If even, one felt their duty and fulfilled it at their own cost as Alderman Proctor does, the ignorance of the rural classes of England would not be so crying as it is. It was by the merest accident this circumstance, and the worthy Alderman appeared to think as little of the merit of the act as he is ignorant of us noticing it. However, we cannot abstain, even at the risk of appearing to invade privacy, from chronicling the fact for the sake of example. People talk a great deal now about the right man in the right place; and we think it may well be said Mr. Proctor, whether in town or country, is never the wrong one. Nor can his business in Bristol, Birmingham, and elsewhere, superadded to the charge of his bullocks and milch cows at Walls' Court Farm engross his energies -for the stranger or citizen who passes Redcliff Church, and sees the North Porch growing from year to year in newness and beauty through the liberality of an anonymous hand, which from time to time furnishes the funds, will not perhaps be so astonished to learn that the same Alderman Proctor, manufacturer, grazier, and restorer, is, at least, the sole depository of the secret of NIL DESPERANDUM.

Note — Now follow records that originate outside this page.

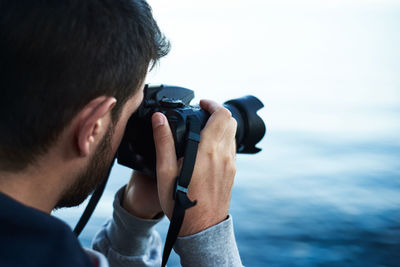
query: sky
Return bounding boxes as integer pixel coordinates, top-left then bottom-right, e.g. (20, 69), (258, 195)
(146, 0), (400, 142)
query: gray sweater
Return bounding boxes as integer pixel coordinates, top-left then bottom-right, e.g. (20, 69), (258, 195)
(91, 186), (243, 267)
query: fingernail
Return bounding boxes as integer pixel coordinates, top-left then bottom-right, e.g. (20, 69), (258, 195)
(152, 113), (165, 128)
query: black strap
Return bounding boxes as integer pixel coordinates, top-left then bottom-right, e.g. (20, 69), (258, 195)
(161, 115), (201, 267)
(73, 157), (115, 236)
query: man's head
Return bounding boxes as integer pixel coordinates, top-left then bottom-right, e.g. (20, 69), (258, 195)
(0, 0), (169, 209)
(0, 0), (169, 171)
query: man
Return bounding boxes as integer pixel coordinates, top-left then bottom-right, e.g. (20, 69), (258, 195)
(0, 0), (242, 266)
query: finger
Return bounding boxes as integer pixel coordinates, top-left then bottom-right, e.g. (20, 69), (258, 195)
(200, 99), (221, 114)
(152, 112), (178, 178)
(221, 118), (237, 158)
(200, 102), (232, 142)
(222, 117), (237, 141)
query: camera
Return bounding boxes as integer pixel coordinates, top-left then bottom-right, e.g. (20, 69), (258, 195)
(117, 84), (266, 177)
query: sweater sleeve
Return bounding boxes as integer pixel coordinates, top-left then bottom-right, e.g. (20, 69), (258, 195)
(174, 215), (243, 267)
(92, 186), (243, 267)
(92, 186), (163, 267)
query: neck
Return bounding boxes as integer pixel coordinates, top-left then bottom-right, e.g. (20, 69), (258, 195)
(0, 168), (62, 213)
(0, 148), (81, 213)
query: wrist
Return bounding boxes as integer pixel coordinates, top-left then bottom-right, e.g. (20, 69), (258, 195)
(122, 186), (163, 220)
(122, 200), (160, 220)
(178, 209), (228, 236)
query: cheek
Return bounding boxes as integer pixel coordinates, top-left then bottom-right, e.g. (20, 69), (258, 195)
(111, 89), (143, 152)
(110, 103), (135, 153)
(111, 119), (128, 153)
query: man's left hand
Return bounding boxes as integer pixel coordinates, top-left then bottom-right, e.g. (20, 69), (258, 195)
(122, 171), (163, 219)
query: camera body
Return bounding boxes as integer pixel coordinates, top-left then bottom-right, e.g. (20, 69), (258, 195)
(117, 84), (266, 177)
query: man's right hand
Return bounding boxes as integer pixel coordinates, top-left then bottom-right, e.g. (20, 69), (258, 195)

NOTE  The Proctor Memorial
There is a drinking fountain was erected at the top of Bridge Valley Road in 1872, at the corner of Ladies Mile (not far from the zoo). It bears the inscription:

Erected by Alderman Thomas Proctor of Bristol, to record the liberal gift of certain rights over Clifton Down made to the citizens of Bristol by the Society of Merchant Venturers under the
provision of the Clifton and Durdham Down Acts of Parliament 1861 whereby the enjoyment of these Downs is preserved to the citizens of Bristol for ever.'

It is a three-sided structure and it displays three Coats of Arms, namely, those of the Merchant Venturers, the City of Bristol and of Alderman Thomas Proctor.
In 1987 it dismantled, cleaned, restored and resited on the opposite side of the road on the grass nearer to the Mansion House.